Restore tanks by May-end, Naidu tells officials

April 19, 2015 12:00 am | Updated 05:46 am IST - HYDERABAD:

Chief Minister N. Chandrababu Naidu at a review meeting on Neeru-Chettu and unseasonal rains at the Secretariat in Hyderabad on Saturday.

Chief Minister N. Chandrababu Naidu at a review meeting on Neeru-Chettu and unseasonal rains at the Secretariat in Hyderabad on Saturday.

Chief Minister N. Chandrababu Naidu has directed the officials to work on scientific lines to improve the groundwater table and to bring it up to eight metres in the first phase. The average ground water level in the State stands at present at 12 metres.

Mr. Naidu, who reviewed the Neeru –Chettu programme here on Saturday with various departments, said in the next four years the water level should be brought to three metres to eight metres.

The Andhra Pradesh Water, Land and Trees Act (APWALTA-2002) could be amended to set the maximum ground water level limit at eight metres once Neeru-Chettu objectives were achieved in Phase-I, he said.

The first priority under the programme should be to repair and restore tanks, major, minor and medium irrigation systems and water harvesting structures by end of May, he said.

Emphasising that the programme should be taken up in a participative mode by involving schools, colleges and universities, he said a water report should be given out with details of the ground water levels in each village and the colleges could be asked to hold debates on how to better the levels. The debates could be held from May 1 to 10, he said.

Mr. Adityanath Das, Principal Secretary, Irrigation, informed the Chief Minister that the 40 major and medium irrigation projects would be completed in the next four years and measures were being taken to conduct water audits and promote sustainable use.

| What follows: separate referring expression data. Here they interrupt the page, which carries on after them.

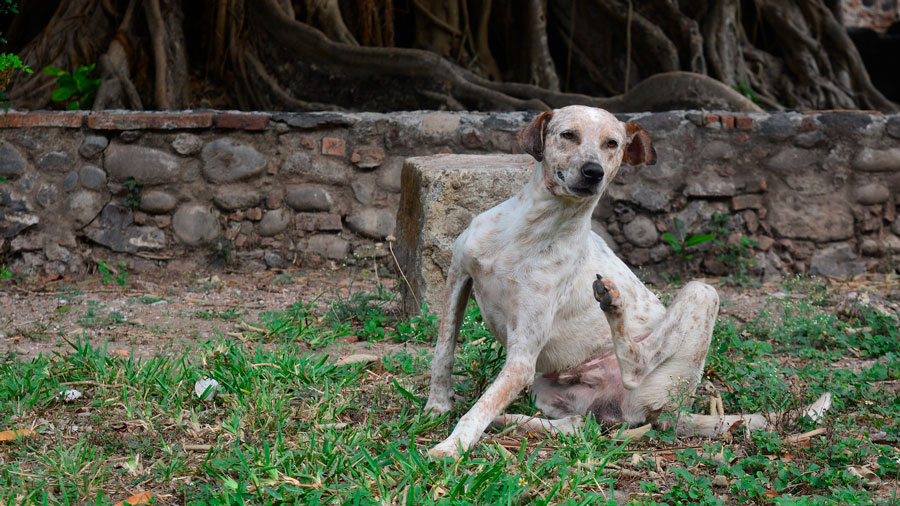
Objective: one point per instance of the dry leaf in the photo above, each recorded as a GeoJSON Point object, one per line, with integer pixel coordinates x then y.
{"type": "Point", "coordinates": [635, 434]}
{"type": "Point", "coordinates": [142, 498]}
{"type": "Point", "coordinates": [8, 436]}
{"type": "Point", "coordinates": [869, 476]}
{"type": "Point", "coordinates": [360, 358]}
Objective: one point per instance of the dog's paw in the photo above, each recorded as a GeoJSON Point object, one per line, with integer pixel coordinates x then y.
{"type": "Point", "coordinates": [606, 293]}
{"type": "Point", "coordinates": [437, 407]}
{"type": "Point", "coordinates": [447, 449]}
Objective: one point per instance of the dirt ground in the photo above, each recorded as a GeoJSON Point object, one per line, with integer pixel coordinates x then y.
{"type": "Point", "coordinates": [168, 313]}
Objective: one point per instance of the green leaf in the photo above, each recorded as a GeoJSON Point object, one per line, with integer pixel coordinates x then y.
{"type": "Point", "coordinates": [61, 94]}
{"type": "Point", "coordinates": [54, 71]}
{"type": "Point", "coordinates": [698, 239]}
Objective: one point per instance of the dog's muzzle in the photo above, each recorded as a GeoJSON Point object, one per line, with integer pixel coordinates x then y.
{"type": "Point", "coordinates": [592, 172]}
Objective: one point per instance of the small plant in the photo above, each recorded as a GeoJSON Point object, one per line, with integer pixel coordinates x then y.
{"type": "Point", "coordinates": [133, 185]}
{"type": "Point", "coordinates": [119, 273]}
{"type": "Point", "coordinates": [681, 241]}
{"type": "Point", "coordinates": [736, 256]}
{"type": "Point", "coordinates": [743, 87]}
{"type": "Point", "coordinates": [77, 90]}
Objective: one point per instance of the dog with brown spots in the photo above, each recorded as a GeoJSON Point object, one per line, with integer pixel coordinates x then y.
{"type": "Point", "coordinates": [578, 326]}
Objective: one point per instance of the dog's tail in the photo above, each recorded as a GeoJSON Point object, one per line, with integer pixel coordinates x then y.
{"type": "Point", "coordinates": [715, 425]}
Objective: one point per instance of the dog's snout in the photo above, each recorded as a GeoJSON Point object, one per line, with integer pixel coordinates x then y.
{"type": "Point", "coordinates": [592, 170]}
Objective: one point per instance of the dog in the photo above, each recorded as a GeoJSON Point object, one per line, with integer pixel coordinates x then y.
{"type": "Point", "coordinates": [578, 326]}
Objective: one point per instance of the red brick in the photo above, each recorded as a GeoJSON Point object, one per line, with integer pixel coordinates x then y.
{"type": "Point", "coordinates": [149, 120]}
{"type": "Point", "coordinates": [741, 202]}
{"type": "Point", "coordinates": [334, 147]}
{"type": "Point", "coordinates": [18, 119]}
{"type": "Point", "coordinates": [765, 242]}
{"type": "Point", "coordinates": [367, 157]}
{"type": "Point", "coordinates": [254, 214]}
{"type": "Point", "coordinates": [242, 120]}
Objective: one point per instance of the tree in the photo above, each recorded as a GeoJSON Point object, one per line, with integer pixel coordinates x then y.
{"type": "Point", "coordinates": [450, 54]}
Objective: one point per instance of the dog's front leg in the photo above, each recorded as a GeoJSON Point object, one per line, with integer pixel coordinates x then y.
{"type": "Point", "coordinates": [516, 375]}
{"type": "Point", "coordinates": [459, 286]}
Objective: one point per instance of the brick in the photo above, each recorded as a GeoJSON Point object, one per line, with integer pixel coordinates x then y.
{"type": "Point", "coordinates": [741, 202]}
{"type": "Point", "coordinates": [242, 120]}
{"type": "Point", "coordinates": [308, 143]}
{"type": "Point", "coordinates": [367, 157]}
{"type": "Point", "coordinates": [808, 125]}
{"type": "Point", "coordinates": [149, 120]}
{"type": "Point", "coordinates": [334, 147]}
{"type": "Point", "coordinates": [19, 119]}
{"type": "Point", "coordinates": [765, 242]}
{"type": "Point", "coordinates": [254, 214]}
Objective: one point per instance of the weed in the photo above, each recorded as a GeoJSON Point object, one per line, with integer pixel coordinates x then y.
{"type": "Point", "coordinates": [681, 241]}
{"type": "Point", "coordinates": [76, 89]}
{"type": "Point", "coordinates": [133, 186]}
{"type": "Point", "coordinates": [737, 256]}
{"type": "Point", "coordinates": [119, 273]}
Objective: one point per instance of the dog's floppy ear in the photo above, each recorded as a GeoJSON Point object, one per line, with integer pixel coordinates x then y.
{"type": "Point", "coordinates": [532, 137]}
{"type": "Point", "coordinates": [639, 149]}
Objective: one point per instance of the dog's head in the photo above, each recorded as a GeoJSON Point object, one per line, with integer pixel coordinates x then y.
{"type": "Point", "coordinates": [581, 148]}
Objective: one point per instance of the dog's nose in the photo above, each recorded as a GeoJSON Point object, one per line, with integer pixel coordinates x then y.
{"type": "Point", "coordinates": [593, 171]}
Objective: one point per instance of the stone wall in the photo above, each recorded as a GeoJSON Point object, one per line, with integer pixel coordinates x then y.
{"type": "Point", "coordinates": [815, 191]}
{"type": "Point", "coordinates": [875, 14]}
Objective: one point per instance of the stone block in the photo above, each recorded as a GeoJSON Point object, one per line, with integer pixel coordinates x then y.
{"type": "Point", "coordinates": [439, 197]}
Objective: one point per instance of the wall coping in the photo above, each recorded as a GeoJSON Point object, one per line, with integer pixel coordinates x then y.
{"type": "Point", "coordinates": [204, 119]}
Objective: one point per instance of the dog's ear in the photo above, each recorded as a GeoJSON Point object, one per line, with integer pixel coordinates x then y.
{"type": "Point", "coordinates": [639, 149]}
{"type": "Point", "coordinates": [532, 137]}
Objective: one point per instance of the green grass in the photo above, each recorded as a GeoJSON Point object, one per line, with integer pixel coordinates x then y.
{"type": "Point", "coordinates": [289, 427]}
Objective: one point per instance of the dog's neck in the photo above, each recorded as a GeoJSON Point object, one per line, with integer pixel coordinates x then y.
{"type": "Point", "coordinates": [552, 217]}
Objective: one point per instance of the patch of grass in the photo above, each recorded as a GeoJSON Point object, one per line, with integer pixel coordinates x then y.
{"type": "Point", "coordinates": [287, 426]}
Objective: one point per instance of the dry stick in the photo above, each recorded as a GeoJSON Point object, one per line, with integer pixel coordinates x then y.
{"type": "Point", "coordinates": [628, 46]}
{"type": "Point", "coordinates": [805, 435]}
{"type": "Point", "coordinates": [397, 262]}
{"type": "Point", "coordinates": [158, 36]}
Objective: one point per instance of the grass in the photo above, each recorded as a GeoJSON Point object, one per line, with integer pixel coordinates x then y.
{"type": "Point", "coordinates": [289, 427]}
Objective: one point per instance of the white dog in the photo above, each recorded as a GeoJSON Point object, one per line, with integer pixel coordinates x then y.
{"type": "Point", "coordinates": [536, 269]}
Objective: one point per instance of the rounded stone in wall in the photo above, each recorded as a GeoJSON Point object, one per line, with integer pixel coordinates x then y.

An ayacut of 2.5 lakh acres would be created for this Kharif season, he said while a target was set to creating ayacut of 25.6 lakh acres by 2019. A.K.Parida, Special Chief Secretary, Forest said that contour trenching in five lakh hectares of Seshachalam forest area with red sanders trees was being taken up and it would be completed by June-end and every tree would be geo-tagged in the area.